Go Wild With Tiles

A few years ago when we knocked down the wall between our kitchen and playroom we made the decision to remove a fire surround and hearth and install a log burner in the new open plan area.  Although we live in a period house the surround was not original and so it didn’t feel like such a wrench to remove it and start again.

A few months and several attempts to install a liner in a chimney that was ultimately condemned, we gave up on the real wood route and put in a gas burner which we have, to be fair, been glad of ever since.  I love an open fire but I’m also constantly cold so to be able to heat up the room quickly without fire lighting and subsequent ash cleaning has been a bit of a godsend.

What we were left with however, was a hole that the burner went into that was unadorned and which we were never happy with.  Any kind of mantelpiece above felt wrong for the period of the house and to fit with the rest of the decor but the bare hole also felt so, well, bare, even with our lovely Sudbury Yellow (Farrow & Ball) wall.

Image: Lived In 365

Scrolling one day I came across the image below which started me on a tile quest that went on for over a year.  First, came the seemingly endless search for just the right tiles.  Then the realisation that they would have to be a very specific size to avoid having to make any cuts which would spoil the aesthetic.

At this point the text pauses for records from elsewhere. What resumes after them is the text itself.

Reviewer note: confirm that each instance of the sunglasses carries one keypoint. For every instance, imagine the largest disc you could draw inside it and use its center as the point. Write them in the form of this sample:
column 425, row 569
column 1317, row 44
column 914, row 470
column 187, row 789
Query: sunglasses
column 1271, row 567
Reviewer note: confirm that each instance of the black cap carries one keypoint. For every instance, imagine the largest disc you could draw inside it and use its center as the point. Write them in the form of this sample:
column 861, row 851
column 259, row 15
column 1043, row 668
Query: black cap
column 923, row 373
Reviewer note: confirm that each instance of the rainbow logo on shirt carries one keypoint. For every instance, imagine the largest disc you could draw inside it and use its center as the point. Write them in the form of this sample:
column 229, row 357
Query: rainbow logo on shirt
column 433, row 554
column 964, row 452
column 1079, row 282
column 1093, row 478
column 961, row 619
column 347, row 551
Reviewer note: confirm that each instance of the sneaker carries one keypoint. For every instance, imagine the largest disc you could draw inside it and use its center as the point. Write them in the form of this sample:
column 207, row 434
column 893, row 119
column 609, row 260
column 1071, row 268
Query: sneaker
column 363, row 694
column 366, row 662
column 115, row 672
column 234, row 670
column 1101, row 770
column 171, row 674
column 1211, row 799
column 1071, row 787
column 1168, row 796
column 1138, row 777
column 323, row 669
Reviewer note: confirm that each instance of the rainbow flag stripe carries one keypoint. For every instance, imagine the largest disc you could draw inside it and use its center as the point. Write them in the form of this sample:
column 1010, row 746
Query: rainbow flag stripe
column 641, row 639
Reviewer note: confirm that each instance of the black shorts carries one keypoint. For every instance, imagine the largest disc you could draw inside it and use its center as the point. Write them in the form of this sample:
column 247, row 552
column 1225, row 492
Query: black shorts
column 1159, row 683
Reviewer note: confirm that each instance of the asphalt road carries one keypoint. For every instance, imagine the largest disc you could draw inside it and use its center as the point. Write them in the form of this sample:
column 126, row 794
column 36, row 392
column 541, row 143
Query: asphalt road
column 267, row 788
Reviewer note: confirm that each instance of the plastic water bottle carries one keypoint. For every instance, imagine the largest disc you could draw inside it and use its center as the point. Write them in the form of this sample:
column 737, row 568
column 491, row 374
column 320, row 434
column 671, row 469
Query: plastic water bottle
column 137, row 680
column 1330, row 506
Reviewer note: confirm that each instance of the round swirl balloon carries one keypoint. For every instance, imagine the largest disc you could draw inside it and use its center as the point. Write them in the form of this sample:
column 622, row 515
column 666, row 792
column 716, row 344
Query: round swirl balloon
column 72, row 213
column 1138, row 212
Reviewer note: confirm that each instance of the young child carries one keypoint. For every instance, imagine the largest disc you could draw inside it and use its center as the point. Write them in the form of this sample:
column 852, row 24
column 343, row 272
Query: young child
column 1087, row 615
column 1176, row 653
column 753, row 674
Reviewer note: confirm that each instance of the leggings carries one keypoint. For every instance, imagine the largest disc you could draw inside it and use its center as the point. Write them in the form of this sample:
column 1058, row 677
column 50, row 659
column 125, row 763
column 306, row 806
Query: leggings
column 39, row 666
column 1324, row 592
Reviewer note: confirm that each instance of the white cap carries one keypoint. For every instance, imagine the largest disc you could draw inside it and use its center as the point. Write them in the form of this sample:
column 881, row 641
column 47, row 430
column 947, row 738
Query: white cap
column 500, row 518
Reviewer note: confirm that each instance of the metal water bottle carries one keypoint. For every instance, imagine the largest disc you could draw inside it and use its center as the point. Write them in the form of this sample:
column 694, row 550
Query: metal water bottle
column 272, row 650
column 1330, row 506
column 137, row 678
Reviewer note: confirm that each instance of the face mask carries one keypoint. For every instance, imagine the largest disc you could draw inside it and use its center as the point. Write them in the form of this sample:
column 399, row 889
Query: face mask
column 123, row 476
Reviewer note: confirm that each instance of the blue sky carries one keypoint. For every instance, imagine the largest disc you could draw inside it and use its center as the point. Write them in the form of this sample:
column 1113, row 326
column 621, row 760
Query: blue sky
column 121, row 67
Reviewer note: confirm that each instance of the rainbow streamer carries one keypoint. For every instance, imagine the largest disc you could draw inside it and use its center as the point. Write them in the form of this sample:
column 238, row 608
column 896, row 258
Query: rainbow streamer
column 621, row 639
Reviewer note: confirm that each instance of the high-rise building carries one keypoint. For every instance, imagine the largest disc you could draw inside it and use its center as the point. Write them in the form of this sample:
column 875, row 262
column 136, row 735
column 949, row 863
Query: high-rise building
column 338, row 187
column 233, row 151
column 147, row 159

Image: Good Homes Magazine

A few months in and my interest was seriously waning but I had come across Mandarin Stone’s beautiful Monochrome tiles as I spend many hours scrolling tile sites building interior schemes for clients.  I knew that I wanted to find somewhere to use them but it still took me a while to put two and two together as they weren’t the size that I was looking for.

Image: Mandarin Stone

Then came one of those light bulb moments that I have every now and again (just wish they were slightly more frequent!)  Instead of just creating a border around the fireplace we decided to really go for it and tile most of the wall to create an exaggerated, out-sized surround that completely changed the design of the space and made an anchor of the fireplace we had disliked for years.

Image: Lived In 365

If I’m completely honest it was probably less a light bulb moment and more of a light bulb six months as the idea of tiles being taken out of their traditional kitchen and bathroom habitat is one that has been building in my mind and one that I’m starting to see more frequently across design magazines and social media.

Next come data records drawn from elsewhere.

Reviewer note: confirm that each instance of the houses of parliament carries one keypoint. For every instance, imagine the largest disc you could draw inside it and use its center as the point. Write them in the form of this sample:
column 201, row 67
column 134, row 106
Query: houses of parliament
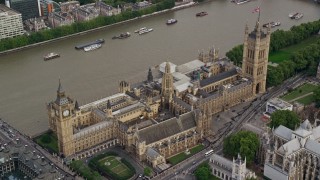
column 164, row 114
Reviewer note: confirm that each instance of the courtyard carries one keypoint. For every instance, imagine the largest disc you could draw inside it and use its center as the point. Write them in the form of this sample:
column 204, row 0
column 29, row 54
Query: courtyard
column 183, row 155
column 112, row 165
column 302, row 94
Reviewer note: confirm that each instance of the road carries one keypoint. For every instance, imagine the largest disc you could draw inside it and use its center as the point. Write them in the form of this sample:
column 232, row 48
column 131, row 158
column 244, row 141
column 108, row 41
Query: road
column 10, row 135
column 185, row 168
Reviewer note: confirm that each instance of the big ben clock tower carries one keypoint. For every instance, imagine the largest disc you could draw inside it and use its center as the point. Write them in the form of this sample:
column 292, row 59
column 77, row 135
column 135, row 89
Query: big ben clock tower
column 255, row 57
column 61, row 113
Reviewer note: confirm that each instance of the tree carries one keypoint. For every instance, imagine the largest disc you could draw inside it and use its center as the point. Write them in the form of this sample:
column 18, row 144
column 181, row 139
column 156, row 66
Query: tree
column 245, row 143
column 147, row 171
column 316, row 95
column 46, row 139
column 286, row 118
column 203, row 172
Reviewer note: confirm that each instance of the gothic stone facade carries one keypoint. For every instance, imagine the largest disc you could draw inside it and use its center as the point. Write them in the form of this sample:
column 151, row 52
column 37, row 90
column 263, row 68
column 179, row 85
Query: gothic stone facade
column 165, row 115
column 293, row 155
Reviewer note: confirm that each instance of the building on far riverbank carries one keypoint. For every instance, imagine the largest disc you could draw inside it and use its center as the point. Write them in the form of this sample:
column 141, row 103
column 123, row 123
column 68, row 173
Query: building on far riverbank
column 166, row 114
column 10, row 23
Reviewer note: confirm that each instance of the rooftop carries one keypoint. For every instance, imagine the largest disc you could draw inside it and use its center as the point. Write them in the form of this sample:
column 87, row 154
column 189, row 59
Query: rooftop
column 218, row 77
column 4, row 10
column 279, row 103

We’re so conditioned to only seeing tiles utilised in a practical way that it’s almost easy to forget that they are beautiful in their own right and, whilst perhaps less easy to change up than paint or wallpaper, they can be a relatively inexpensive way of making a unique statement in almost any room in the house.

Image: Mandarin Stone

Image: Smink Things

As well as thinking more creatively about where we use tiles in a domestic environment, in client projects and also in my own house, I am also thinking more about tile layout rather than automatically defaulting to the traditional brick bond pattern that we see so frequently with metro and subway tiles.

A simple way of making cost efficient subway tiles look instantly more modern is to adopt a differing laying pattern – I love basket weave as shown below, a simple stack bond pattern which places the tiles directly above each other rather than offset, and herringbone can also make a real statement against a contrasting colour or pattern.




I’m also currently loving this very simple linear pattern which can look really effective with simple white tiles and dark grout.  In fact this is the pattern that we are going to be using in our new shower and for our new kitchen splashback when those projects eventually get underway (and if I don’t change my mind in the meantime).


Images: All Topps Tiles

Another aspect of tiling that is often not considered, or at least often left until the last minute, is the grout, and yet grout choice can really make a huge difference to the overall effect of the tiling and so is worthy of a decent amount of thought and research.

Over the last few years we have seen a move away from the traditional white grouting to more greys which are much more practical as they show the dirt far less over time and so have more longevity.

There is also an increasing use of black which, again, can look extremely effective to create a minimalist monochrome look with a pure white tile and this is what we’ll be going for with our linear pattern (not that I’m very good at the whole minimalist vibe in general).

What is particularly interesting, however, is the increasing use of coloured grout which becomes a design statement in itself.  Not only does this look fantastic but it can also be a relatively cheap and simple way of achieving a unique and modern look as cheap and simple subway or metro tiles are instantly transformed when mixed with blue or pink grouting for example.  Much more cost effective than costly patterned encaustic tiles which we see so frequently today.

Image: The Design Sheppard

So next time you’re thinking about a tiling project, or even a feature wall, take a step back.  Think about tiles for living rooms, bedrooms, offices and hallways instead of just bathrooms and kitchens and think about how you can take a simple tile and elevate it to a real design statement by spending time thinking creatively about laying patterns and grout.  2019 just might be the year that tiles went wild.